ShapeBuilder#
onnx.shape_inference.infer_shapes() tries to infer
shapes and types based on input shapes. It does not
supports formulas and introduces new symbols.
yobx.xshape.ShapeBuilder
class walks through all nodes and looks into a list of functions
computing the output shapes based on the node type.
It tries as much as possible to express the new shape with formulas
based on the dimensions used to defined the inputs.
The list of functions is available in yobx.xshape.shape_type_compute
called from class _InferenceRuntime.
While doing this, every function may try to compute some tiny constants
in _BuilderRuntime.
This is used by _ShapeRuntime
to deduce some shapes.
The whole algorithm relies on four components:
An analyser for expressions able to parse and simplify numerical expressions built upon name for the dynamic dimension sets of the inputs,
A list of functions inferring shapes, including the numerical expressions for every ONNX operator,
A very simple runtime able to run a short list of kernels usually used to handle shapes (Add, Sub, Mul, Div, Concat, Squeeze, Unsqueeze, Shape, Size, Reshape),
An algorithm solving constraints after inferring function was run. An unknown dimension may be known or at least constrained to a short set of values after a binary operator (or any other) was processed. The constraint mechanism is put in place to implement a kind of backward pass where output dimensions restricts the number of possible values for input dimensions.
Class Hierarchy#
BasicShapeBuilder
is the main concrete implementation and is composed of four cooperative
base classes:
ShapeBuilder— the public API contract:get_shape,get_type,get_rank,has_shape,has_type,has_rank,set_shape,set_type,set_rank,evaluate_shape,compare_with_true_inputs,update_shapes._InferenceRuntime— walks the graph node by node, dispatching each node to the matching per-operator handler inyobx.xshape.shape_type_compute._BuilderRuntime— evaluates small constant sub-expressions (e.g. the[0, 0, -1]passed to aReshapenode) so the builder can resolve-1to the correct symbolic formula._ShapeRuntime— handles the special value-as-shape tracking needed by operators such asShape,Gather,Concat, andSlicewhen their output feeds directly into aReshape.
For example, if X has shape ("d1", 2) then Shape(X, start=1) is constant [2].

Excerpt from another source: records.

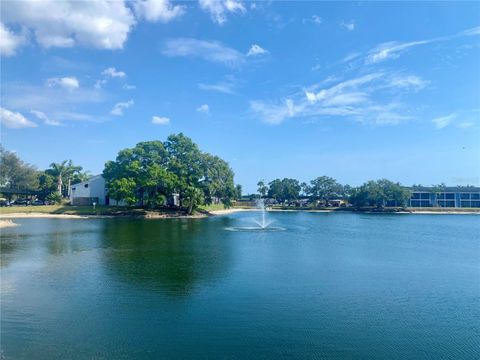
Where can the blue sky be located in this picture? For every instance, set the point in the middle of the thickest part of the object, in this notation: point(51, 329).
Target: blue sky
point(357, 91)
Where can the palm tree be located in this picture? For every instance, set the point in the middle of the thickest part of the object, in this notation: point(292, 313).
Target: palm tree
point(63, 170)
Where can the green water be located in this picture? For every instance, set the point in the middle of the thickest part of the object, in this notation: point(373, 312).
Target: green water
point(333, 286)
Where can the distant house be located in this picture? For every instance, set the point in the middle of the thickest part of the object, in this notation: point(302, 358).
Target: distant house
point(456, 197)
point(94, 190)
point(89, 192)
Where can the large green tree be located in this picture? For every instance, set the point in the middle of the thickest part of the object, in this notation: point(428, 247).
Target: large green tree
point(324, 188)
point(64, 172)
point(262, 188)
point(155, 170)
point(379, 193)
point(284, 190)
point(15, 173)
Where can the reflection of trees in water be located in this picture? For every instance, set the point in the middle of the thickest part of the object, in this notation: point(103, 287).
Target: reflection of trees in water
point(173, 255)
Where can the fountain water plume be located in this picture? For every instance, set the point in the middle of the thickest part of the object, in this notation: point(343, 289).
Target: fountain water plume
point(263, 223)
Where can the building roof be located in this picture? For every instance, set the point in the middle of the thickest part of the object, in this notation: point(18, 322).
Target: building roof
point(474, 189)
point(87, 181)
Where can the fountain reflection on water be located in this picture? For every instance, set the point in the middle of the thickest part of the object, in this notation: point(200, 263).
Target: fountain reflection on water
point(263, 223)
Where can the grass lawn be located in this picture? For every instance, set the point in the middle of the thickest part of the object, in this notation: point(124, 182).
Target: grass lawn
point(74, 210)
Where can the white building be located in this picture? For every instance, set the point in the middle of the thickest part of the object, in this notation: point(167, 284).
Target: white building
point(88, 192)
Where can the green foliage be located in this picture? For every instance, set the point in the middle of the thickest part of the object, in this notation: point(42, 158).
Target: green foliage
point(158, 170)
point(238, 192)
point(123, 189)
point(262, 188)
point(378, 193)
point(16, 174)
point(64, 173)
point(284, 190)
point(192, 198)
point(54, 197)
point(324, 188)
point(46, 185)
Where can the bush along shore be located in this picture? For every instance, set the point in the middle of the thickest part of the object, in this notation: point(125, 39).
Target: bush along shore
point(68, 211)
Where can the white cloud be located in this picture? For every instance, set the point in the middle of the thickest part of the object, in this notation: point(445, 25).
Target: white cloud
point(219, 9)
point(256, 50)
point(14, 120)
point(69, 83)
point(225, 88)
point(315, 19)
point(120, 106)
point(409, 81)
point(390, 50)
point(112, 72)
point(348, 25)
point(158, 10)
point(444, 121)
point(466, 124)
point(160, 120)
point(9, 41)
point(99, 24)
point(204, 108)
point(213, 51)
point(356, 98)
point(42, 116)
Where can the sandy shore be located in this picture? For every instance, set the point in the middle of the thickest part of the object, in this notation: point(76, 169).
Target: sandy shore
point(42, 215)
point(6, 223)
point(229, 211)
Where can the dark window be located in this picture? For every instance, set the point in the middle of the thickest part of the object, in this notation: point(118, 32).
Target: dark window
point(475, 203)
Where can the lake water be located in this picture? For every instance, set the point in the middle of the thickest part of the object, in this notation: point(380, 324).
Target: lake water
point(334, 286)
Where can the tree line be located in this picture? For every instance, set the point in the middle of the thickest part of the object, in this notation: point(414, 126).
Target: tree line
point(153, 171)
point(147, 175)
point(50, 184)
point(324, 189)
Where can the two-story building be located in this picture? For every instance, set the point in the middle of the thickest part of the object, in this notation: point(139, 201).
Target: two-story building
point(454, 197)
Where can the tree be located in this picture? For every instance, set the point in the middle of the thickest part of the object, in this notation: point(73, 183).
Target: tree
point(284, 190)
point(46, 185)
point(217, 180)
point(262, 188)
point(238, 192)
point(325, 188)
point(192, 198)
point(177, 165)
point(15, 173)
point(123, 190)
point(64, 171)
point(378, 193)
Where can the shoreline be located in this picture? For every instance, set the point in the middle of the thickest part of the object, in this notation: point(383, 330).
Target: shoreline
point(5, 219)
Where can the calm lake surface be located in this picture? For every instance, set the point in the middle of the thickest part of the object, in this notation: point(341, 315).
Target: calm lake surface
point(334, 286)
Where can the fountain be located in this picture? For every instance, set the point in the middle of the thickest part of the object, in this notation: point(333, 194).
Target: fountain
point(263, 223)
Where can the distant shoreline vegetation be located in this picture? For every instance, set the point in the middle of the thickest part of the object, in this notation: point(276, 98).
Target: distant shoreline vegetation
point(177, 175)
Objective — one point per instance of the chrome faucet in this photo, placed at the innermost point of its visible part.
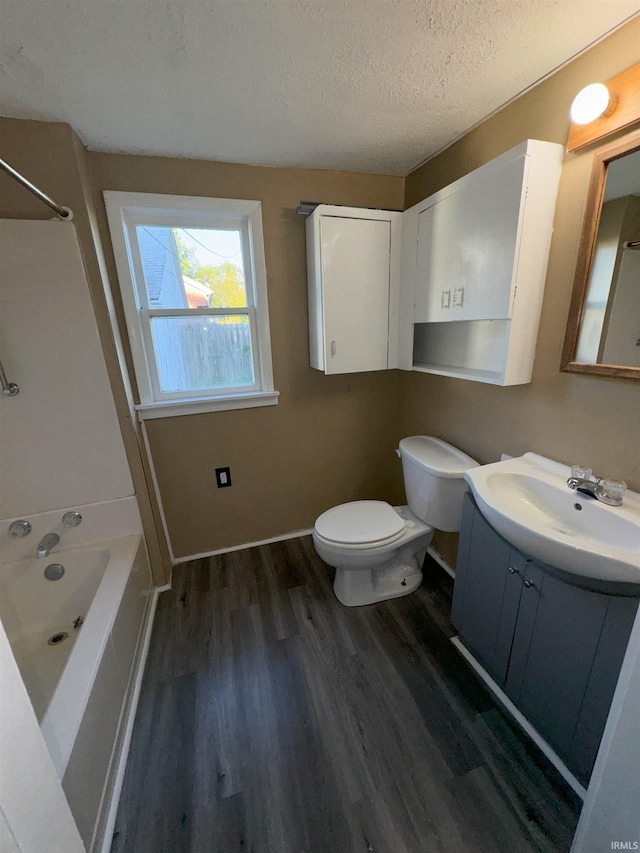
(602, 489)
(48, 541)
(585, 485)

This can be later used to infer the shape after a reshape.
After getting an expression, a few postprocessing are applied to reduce
its complexity. This relies on ast. It is done by function
simplify_expression.
d + f - f is replaced by d.
Symbolic Expressions#
When input shapes contain unknown (dynamic) dimensions, ShapeBuilder represents each dimension as either:
an integer — for statically known sizes, or
a string — for symbolic (dynamic) sizes.
Symbolic strings are valid Python arithmetic expressions built from the names
of the original dynamic dimensions. For example, if the two inputs of a
Concat(axis=1) node have shapes ("batch", "seq1") and
("batch", "seq2"), the output shape is ("batch", "seq1+seq2").
Supported operators in symbolic expressions#
+addition (e.g.seq1+seq2)-subtraction (e.g.total-seq)*multiplication (e.g.2*seq)//floor division (e.g.seq//2)%modulo^used internally to representmax(a, b)(e.g.a^bevaluates tomax(a, b))
Automatic simplification#
Before storing a symbolic dimension,
simplify_expression
rewrites the expression to its simplest equivalent form:
<<<
from yobx.xexpressions import simplify_expression
print(simplify_expression("d + f - f")) # d
print(simplify_expression("2 * seq // 2")) # seq
print(simplify_expression("1024 * a // 2")) # 512*a
print(simplify_expression("b + a")) # a+b (terms sorted)
>>>
d
seq
512*a
a+b
Evaluating symbolic expressions at runtime#
Once the concrete integer values of the input dimensions are known,
evaluate_expression
can resolve any symbolic dimension to its actual integer value.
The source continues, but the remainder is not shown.